What is a Search Engine?

If you use the Internet, you probably have had experience with search engines. Simply put, a search engine is a tool that helps you find what you are looking for faster than if you examined every candidate in a collection in turn, something that could take quite a long time!

Search engines are used to find many kinds of things: images, sounds, email addresses, and telephone numbers, to name a few. But the most widely used application of search engines is to find text--specifically, documents--that contain information you are interested in. Every HTML page on the Internet is a document, and most of them contain text that someone thinks is worth reading. It is only a matter of wading through the morass to find what you are really looking for. Enter the search engine.

The simplest form of a search engine is a tool or web site that organizes documents into categories. First you find the category you want, and then you browse everything in that category to find anything relevant. The popular term for this kind of tool on the Internet is a portal. A widely-known example is Yahoo!, located at http://www.yahoo.com.

A slightly more complicated form of search engine is a tool that asks you what you want to find, and then goes and searches every document it knows of on your behalf to try to find something relevant. Some would call such a tool an agent. Simplicity in this case comes at a high cost. Such a tool must necessarily retrieve every document every time you conduct a search. Even if the documents are located on a fast hard disk, this method can take a long time. If you must download the documents from a network first, this method quickly becomes untenable.

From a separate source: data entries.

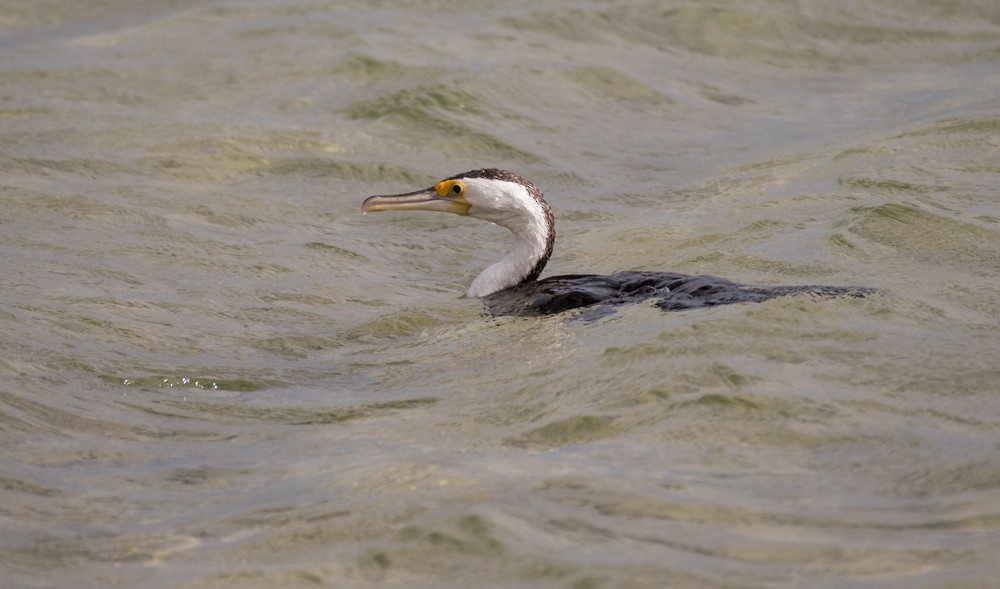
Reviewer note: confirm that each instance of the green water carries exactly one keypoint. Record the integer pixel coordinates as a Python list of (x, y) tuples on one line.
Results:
[(215, 372)]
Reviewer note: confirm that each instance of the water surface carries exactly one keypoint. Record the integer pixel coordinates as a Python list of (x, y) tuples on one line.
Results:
[(215, 372)]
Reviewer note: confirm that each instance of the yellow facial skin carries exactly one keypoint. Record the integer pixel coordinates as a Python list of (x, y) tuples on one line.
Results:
[(447, 196)]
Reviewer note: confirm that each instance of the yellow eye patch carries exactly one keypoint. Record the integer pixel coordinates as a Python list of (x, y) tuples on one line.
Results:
[(449, 188)]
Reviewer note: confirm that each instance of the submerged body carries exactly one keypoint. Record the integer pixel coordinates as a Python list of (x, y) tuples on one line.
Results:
[(511, 285), (672, 291)]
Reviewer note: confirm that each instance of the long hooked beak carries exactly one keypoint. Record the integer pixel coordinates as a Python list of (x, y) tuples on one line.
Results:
[(421, 200)]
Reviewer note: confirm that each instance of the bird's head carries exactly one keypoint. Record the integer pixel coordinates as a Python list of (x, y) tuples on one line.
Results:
[(490, 194), (497, 196)]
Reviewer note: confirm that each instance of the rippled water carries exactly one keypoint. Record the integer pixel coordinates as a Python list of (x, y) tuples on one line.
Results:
[(214, 372)]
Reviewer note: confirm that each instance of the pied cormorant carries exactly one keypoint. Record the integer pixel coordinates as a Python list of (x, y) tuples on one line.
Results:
[(511, 285)]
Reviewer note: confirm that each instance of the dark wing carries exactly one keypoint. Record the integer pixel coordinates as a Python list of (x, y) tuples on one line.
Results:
[(676, 292)]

A revision of the previous approach is to have the search engine analyze every document before a search, and record information in a database that will help it find relevant documents later on without needing to download every document to check matches. This kind of search engine can be very fast.

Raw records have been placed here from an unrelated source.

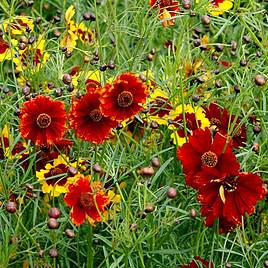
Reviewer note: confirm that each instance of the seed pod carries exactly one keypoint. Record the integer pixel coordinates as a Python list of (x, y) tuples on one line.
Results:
[(11, 207), (192, 213), (149, 208), (26, 90), (195, 98), (150, 57), (243, 63), (54, 212), (236, 89), (97, 168), (23, 39), (256, 128), (89, 16), (233, 45), (154, 125), (259, 80), (41, 253), (219, 47), (53, 253), (218, 83), (67, 79), (133, 226), (155, 162), (73, 171), (68, 54), (69, 233), (53, 223), (58, 92), (206, 19), (256, 147), (38, 20), (146, 171), (171, 193), (56, 18), (103, 68), (246, 39), (22, 46)]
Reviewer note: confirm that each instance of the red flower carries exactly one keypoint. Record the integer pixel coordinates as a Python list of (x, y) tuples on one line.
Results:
[(123, 98), (43, 120), (230, 198), (196, 263), (87, 201), (88, 121), (219, 118), (202, 153), (167, 10)]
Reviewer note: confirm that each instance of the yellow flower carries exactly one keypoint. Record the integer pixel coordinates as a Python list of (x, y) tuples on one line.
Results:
[(70, 36), (159, 107), (32, 57), (194, 118), (218, 7), (84, 33), (54, 178), (18, 25), (6, 50)]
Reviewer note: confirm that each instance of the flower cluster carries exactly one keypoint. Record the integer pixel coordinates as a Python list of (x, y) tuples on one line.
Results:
[(224, 191)]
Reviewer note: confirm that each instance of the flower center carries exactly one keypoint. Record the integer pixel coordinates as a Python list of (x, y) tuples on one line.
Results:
[(86, 200), (95, 115), (215, 121), (230, 184), (43, 120), (209, 159), (125, 99)]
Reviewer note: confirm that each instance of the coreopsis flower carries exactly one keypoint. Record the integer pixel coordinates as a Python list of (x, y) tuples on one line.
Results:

The only drawback, in some cases, is that the database can be quite large, often similar in size to the sum of all the documents it references. Usually, larger databases equate with more sophisticated searching methods, which are able to find what you are looking for quicker and more accurately because the search engine has better knowledge about all the documents. Many commercial search engines store databases--otherwise known as indexes--whose sizes are greater than 30% of the original documents' sizes. A few search engines, like the one in SiteSurfer, can pack powerful searching functionality into databases less than 5 to 10% of the original sizes, depending on how the indexed documents are written.